The U.S.-installed government arrested Neptune on June 27, 2004, after the National Coalition of Haitian Rights (NCHR) — since renamed the “National Network of Human Rights Defenders” — and another group alleged that Neptune ordered the massacre of government opponents in the town of La Scierie on Feb. 11 of that year.

Neptune emphatically denied the allegation, and Louis Joinet, a UN human rights investigator, has indirectly backed Neptune’s stance. After visiting La Scierie this April, Joinet rejected the allegation that a massacre took place in that town on the date in question and instead found that a spontaneous conflict between pro- and anti-Aristide groups had erupted, resulting in casualties on both sides.

The NCHR is by no means an impartial body, critics say.

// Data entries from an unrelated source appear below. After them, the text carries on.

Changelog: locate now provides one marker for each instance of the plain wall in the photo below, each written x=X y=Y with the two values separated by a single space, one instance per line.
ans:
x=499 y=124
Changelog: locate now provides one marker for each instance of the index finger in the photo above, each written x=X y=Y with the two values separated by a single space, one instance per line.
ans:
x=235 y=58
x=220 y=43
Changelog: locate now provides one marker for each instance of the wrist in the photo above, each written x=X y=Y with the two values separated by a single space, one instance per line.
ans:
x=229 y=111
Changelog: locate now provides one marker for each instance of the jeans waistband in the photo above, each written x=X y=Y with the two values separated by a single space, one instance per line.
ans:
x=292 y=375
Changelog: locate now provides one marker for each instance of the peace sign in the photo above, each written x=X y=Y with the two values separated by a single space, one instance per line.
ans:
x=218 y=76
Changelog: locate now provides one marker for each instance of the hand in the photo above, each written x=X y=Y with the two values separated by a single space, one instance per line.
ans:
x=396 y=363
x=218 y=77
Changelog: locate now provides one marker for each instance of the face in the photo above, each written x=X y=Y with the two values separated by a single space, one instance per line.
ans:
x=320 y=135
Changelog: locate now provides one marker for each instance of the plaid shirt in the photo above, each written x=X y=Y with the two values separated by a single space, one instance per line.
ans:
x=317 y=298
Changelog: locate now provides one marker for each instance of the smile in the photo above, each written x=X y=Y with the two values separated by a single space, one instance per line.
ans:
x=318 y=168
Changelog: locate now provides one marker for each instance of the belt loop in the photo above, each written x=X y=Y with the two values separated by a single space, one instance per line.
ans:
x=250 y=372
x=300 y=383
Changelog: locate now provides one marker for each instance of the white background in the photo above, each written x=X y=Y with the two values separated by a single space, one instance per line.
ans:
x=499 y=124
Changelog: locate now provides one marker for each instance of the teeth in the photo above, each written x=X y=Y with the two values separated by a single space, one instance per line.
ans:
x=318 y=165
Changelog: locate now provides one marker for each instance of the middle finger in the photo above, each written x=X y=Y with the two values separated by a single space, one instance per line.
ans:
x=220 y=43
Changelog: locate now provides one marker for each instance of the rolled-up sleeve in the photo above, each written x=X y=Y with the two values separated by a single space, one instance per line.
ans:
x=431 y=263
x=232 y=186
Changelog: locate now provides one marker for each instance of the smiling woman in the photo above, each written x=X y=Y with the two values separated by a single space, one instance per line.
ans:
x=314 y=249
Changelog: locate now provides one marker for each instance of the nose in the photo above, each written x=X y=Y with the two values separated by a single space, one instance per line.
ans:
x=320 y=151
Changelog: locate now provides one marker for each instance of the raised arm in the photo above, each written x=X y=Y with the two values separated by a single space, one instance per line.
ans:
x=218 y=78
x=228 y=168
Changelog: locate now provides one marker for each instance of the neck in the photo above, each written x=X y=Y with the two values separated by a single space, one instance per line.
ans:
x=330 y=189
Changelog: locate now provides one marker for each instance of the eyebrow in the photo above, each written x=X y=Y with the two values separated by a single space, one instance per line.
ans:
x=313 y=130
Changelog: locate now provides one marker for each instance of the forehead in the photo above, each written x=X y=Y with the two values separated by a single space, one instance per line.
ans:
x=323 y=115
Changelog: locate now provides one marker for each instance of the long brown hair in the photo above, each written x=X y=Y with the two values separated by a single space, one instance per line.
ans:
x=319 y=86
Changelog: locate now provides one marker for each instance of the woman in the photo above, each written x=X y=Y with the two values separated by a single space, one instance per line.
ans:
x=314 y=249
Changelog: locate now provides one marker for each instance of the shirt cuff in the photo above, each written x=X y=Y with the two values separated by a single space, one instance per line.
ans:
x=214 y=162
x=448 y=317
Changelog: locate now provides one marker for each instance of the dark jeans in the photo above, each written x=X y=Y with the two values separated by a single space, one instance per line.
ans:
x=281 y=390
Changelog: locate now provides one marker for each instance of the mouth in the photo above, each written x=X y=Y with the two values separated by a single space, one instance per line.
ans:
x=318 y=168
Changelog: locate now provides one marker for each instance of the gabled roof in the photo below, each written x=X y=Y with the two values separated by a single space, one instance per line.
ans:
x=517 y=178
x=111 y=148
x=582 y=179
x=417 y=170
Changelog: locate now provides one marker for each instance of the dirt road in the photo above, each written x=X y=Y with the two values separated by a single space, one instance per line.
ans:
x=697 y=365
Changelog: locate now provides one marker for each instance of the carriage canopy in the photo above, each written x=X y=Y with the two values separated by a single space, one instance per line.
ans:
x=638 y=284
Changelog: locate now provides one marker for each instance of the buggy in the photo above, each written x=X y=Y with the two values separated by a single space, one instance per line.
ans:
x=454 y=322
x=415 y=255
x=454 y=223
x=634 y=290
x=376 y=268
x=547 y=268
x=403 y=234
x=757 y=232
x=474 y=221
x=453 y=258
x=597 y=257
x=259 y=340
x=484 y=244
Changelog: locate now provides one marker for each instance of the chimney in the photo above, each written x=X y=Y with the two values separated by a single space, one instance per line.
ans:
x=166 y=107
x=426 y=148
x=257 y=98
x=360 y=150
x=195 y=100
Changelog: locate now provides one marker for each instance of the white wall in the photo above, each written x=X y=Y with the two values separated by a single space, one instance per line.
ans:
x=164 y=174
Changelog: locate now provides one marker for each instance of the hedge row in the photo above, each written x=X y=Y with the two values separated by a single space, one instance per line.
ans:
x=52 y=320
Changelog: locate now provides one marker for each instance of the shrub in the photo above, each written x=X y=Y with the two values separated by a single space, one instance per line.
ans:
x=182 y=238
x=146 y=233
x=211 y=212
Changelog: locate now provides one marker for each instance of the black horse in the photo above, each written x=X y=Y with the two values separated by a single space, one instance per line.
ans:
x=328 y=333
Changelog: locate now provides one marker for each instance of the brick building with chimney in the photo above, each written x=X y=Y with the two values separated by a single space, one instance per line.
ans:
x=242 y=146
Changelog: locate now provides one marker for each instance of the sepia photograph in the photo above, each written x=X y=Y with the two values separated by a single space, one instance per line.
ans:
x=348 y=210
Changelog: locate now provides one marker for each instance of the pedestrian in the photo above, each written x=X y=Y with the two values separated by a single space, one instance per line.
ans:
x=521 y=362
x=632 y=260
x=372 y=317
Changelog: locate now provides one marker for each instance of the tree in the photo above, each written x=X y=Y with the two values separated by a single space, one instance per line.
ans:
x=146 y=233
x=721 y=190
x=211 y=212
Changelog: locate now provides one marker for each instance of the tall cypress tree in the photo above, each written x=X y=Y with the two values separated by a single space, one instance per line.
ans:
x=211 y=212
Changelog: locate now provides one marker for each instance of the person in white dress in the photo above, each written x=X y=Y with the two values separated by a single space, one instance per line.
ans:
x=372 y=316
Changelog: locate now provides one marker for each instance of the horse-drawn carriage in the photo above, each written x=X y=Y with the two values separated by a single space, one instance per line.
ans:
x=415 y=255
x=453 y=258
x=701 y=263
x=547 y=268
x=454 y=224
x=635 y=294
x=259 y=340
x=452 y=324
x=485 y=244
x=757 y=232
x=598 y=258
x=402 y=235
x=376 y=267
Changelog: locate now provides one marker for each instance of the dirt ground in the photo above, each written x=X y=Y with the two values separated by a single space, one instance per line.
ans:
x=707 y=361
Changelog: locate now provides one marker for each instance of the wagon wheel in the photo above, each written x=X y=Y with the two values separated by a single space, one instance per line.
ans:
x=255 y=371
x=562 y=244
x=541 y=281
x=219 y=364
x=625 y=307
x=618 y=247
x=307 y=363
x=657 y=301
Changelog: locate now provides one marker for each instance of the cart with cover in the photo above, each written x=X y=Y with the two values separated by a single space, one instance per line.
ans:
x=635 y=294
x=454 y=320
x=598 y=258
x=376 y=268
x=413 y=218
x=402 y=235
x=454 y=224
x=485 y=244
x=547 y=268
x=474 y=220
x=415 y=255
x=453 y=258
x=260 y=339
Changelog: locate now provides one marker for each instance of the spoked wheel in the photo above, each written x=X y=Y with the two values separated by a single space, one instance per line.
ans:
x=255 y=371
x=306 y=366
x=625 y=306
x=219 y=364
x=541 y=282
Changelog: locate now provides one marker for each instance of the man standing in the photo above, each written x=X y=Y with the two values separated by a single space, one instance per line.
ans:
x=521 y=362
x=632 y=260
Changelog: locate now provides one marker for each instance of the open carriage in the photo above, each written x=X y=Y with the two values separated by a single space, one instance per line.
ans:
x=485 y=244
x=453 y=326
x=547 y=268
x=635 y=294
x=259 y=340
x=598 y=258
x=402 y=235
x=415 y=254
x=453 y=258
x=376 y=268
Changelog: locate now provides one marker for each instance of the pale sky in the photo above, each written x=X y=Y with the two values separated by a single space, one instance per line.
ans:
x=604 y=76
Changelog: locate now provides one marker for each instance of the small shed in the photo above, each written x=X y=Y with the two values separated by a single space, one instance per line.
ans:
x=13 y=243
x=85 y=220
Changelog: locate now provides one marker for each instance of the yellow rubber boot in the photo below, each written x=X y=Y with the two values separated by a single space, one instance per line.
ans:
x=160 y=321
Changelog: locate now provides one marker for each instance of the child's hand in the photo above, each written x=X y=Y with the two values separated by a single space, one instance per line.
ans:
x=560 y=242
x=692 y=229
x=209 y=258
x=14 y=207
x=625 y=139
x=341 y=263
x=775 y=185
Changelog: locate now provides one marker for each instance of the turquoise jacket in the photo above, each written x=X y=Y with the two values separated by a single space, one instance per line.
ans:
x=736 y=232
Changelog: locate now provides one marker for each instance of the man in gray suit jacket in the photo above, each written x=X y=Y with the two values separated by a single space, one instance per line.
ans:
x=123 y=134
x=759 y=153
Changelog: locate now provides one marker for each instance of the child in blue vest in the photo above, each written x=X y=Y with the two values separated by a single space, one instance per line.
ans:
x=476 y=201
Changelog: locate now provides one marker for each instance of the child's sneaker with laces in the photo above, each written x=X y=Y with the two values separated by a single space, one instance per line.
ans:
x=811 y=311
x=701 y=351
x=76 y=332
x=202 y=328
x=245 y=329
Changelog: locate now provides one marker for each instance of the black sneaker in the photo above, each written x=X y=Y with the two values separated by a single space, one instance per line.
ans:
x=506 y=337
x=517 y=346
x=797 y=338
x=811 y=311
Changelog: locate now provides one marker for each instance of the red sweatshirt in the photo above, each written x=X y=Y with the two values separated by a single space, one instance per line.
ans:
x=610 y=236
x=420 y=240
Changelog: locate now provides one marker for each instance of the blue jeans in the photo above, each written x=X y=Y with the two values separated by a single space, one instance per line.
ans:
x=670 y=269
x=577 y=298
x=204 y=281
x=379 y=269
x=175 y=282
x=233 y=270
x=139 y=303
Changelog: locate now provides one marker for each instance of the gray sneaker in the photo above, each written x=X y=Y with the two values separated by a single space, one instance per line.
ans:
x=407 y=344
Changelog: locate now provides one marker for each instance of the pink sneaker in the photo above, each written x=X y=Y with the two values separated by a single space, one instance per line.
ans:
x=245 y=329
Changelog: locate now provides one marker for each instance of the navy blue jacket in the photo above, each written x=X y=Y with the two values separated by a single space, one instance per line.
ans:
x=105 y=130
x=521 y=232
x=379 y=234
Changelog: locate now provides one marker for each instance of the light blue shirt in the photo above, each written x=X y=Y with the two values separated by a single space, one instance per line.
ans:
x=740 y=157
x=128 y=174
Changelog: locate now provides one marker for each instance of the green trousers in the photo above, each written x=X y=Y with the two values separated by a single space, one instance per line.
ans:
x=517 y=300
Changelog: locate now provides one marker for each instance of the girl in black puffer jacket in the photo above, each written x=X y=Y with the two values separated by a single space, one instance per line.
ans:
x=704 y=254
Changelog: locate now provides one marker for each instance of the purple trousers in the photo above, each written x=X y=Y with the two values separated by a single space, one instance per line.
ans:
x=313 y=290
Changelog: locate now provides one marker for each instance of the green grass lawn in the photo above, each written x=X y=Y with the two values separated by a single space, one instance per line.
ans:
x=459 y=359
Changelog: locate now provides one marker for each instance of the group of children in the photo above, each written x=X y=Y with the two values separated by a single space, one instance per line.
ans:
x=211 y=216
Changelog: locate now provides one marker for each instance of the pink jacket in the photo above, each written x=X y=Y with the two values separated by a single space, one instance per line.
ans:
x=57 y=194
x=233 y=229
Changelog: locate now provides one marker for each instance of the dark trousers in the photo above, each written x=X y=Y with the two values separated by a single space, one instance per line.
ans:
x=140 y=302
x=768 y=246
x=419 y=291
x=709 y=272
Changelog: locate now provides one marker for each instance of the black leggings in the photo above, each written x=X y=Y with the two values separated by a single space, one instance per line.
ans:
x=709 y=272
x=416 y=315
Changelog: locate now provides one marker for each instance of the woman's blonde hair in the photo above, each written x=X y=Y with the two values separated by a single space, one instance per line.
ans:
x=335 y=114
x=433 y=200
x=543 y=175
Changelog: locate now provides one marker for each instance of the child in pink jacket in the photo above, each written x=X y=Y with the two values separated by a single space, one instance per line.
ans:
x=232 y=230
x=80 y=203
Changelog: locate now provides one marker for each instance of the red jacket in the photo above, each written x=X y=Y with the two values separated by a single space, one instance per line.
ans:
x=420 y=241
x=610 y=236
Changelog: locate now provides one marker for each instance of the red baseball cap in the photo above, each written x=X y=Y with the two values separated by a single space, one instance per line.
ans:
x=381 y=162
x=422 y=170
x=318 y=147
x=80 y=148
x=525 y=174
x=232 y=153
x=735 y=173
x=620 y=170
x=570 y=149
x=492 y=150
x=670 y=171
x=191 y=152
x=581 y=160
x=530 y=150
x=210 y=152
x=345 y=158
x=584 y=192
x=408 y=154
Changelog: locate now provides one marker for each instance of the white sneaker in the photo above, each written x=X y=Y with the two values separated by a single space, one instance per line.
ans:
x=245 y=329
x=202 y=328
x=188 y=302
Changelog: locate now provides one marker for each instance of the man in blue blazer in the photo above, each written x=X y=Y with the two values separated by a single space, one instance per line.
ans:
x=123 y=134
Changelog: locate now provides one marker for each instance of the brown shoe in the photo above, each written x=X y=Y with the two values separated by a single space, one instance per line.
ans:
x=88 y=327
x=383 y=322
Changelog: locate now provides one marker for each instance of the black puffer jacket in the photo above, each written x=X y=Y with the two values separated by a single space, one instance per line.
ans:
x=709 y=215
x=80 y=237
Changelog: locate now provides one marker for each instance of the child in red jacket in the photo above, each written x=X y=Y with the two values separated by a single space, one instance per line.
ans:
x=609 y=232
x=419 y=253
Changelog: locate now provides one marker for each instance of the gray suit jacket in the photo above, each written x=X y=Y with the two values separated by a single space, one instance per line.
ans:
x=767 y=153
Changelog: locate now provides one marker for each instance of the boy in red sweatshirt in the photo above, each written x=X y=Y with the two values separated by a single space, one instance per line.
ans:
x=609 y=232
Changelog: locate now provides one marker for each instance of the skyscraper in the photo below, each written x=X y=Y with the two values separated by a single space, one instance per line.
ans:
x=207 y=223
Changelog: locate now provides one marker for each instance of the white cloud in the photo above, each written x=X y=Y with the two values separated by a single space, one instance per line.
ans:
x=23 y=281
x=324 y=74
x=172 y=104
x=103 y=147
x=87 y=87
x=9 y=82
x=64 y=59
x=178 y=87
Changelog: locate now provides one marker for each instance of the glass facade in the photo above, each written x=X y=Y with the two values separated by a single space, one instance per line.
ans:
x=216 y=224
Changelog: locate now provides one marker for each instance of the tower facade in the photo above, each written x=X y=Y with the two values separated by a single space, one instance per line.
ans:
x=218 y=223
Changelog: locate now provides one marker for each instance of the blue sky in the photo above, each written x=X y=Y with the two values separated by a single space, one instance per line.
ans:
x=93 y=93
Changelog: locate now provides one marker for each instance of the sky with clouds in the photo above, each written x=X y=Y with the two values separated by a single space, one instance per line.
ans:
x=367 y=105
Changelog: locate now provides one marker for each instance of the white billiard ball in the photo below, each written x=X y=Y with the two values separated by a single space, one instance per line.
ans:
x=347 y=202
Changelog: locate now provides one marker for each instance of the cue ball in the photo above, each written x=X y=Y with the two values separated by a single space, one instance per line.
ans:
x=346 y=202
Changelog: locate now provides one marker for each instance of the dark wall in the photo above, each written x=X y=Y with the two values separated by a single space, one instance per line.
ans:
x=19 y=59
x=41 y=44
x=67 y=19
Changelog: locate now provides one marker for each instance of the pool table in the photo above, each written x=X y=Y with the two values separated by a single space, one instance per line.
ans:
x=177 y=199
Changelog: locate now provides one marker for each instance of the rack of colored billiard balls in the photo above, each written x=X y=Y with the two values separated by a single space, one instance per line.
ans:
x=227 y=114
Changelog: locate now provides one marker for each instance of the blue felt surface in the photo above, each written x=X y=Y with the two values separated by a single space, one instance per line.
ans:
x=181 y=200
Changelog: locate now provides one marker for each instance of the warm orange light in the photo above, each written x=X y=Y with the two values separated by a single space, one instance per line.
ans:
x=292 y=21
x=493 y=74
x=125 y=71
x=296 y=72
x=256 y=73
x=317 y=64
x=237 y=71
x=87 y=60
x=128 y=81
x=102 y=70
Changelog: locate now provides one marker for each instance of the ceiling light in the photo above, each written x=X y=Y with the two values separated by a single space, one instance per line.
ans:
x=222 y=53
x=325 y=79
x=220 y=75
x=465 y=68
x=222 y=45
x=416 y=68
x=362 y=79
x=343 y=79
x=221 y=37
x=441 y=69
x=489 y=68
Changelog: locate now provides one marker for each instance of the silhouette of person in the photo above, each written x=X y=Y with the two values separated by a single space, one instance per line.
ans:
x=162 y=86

According to Canada-based journalist Anthony Fenton, the NCHR participated in the U.S.-led destabilization campaign against the elected Lavalas government of President Aristide and has turned a blind eye to current violations of human rights under the Latortue regime.

Fenton said, “Nothing speaks clearer toward the true role of NCHR in carrying out partisan human rights investigations than their explicit refusal to carry out investigations of summary executions and massacres that are known to be have been perpetrated by U.S. Marines and Haitian National Police in poor neighborhoods since February 2004.”

A wide range of voices, from the Caribbean Community and Common Market (Caricom) countries to Amnesty International, have demanded that Neptune be immediately brought to trial or released.

During a June 24 visit to Haiti, Juan Gabriel Valdes, a special envoy of UN Secretary-General Kofi Annan, said, “It is very difficult to understand how someone can be held in prison for a year without clear accusations against him. The way we understand the legal system and the procedures, we see no reason why Yvon Neptune should not be freed, even when the investigation is under way.”